Summary of requirements
The OSHA permit space standard requires General Industry employers to:
- Evaluate the workplace to determine if any spaces are permit-required confined spaces.
- Inform employees of the location and danger of permit spaces by signs or other effective means.
- Either develop and implement a written permit space program or prevent employees from entering permit spaces.
- Evaluate all permit spaces prior to entry.
- Develop a written permit to be completed by the entry supervisor prior to entry. Permits must be available to all permit space entrants at the time of entry; should be posted outside the permit space during entry; and should extend only for the duration of the task.
- Allow entrants or their representative to observe permit space testing.
- Train employees on their duties as entrants, attendants, and/or entry supervisors. Training must include the hazards of the permit space, the signs and symptoms of exposure, and the consequences of exposure. Refresher training must be done whenever an employee’s duties change, when hazards in the permit space change, or whenever an evaluation of the confined space entry program identifies inadequacies.
- Only allow entry into permit spaces with a signed entry permit. There are exceptions if an employer uses the alternate entry procedures specified in the standard, or reclassifies the space as a non-permit as specified in the standard.
- Provide proper personal protective equipment to all entrants.

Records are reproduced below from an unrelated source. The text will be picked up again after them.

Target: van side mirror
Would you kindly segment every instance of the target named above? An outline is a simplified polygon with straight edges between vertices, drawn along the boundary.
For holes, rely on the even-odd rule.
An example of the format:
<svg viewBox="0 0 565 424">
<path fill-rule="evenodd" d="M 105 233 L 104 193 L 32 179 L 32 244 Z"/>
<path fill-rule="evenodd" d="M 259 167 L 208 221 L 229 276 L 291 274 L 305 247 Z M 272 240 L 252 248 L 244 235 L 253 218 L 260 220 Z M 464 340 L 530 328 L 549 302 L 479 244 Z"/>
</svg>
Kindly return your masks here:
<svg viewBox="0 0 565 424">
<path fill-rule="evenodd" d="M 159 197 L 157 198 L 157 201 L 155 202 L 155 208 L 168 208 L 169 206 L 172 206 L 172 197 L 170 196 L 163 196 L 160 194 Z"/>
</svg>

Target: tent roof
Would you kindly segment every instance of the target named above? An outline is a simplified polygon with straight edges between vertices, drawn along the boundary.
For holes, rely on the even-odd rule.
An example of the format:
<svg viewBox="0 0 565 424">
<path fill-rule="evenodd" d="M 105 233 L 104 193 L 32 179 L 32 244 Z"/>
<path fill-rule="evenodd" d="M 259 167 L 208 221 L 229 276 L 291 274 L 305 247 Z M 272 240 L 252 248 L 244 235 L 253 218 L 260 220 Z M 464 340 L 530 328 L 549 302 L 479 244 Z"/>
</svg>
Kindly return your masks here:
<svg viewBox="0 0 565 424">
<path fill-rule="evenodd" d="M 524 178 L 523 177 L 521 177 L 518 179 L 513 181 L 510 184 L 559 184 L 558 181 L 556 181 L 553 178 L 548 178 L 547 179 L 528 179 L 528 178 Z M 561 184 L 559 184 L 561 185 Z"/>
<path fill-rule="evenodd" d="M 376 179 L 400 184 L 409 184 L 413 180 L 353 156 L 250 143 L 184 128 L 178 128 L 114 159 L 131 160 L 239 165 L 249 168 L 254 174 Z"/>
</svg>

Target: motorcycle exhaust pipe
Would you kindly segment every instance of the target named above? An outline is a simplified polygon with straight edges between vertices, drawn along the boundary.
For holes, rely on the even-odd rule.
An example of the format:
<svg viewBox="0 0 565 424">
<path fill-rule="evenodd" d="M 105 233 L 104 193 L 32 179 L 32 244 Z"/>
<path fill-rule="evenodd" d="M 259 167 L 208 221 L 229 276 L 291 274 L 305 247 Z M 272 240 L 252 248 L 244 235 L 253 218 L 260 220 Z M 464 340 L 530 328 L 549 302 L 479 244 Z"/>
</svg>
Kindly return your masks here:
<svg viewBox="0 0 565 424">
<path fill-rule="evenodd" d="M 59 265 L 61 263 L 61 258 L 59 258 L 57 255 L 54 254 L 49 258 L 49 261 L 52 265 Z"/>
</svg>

- Ensure adequate rescue personnel are available for all entries. Rescue services may be provided by on-site employees or an off-site service. On-site teams must be properly equipped and must receive the same training as authorized entrants, plus training in the use of personal protective and rescue equipment and in first aid, including CPR. They must practice simulated rescues at least once every 12 months.
Outside rescue services must be made aware of the hazards of the confined spaces, must have access to comparable permit spaces to develop rescue plans, and must practice rescues. Hospitals or treatment facilities must be provided with any SDSs or other information in a permit space hazard exposure situation that may aid in treatment of rescued employees. - Ensure that unauthorized employees do not approach or enter a permit space.
- Ensure acceptable conditions remain throughout the entry. If entry conditions become unacceptable, entrants must leave the space.
- Retain canceled permits for a year to facilitate a review of the permit space program.
- Coordinate with contractors who may be involved or impacted by permit space entries.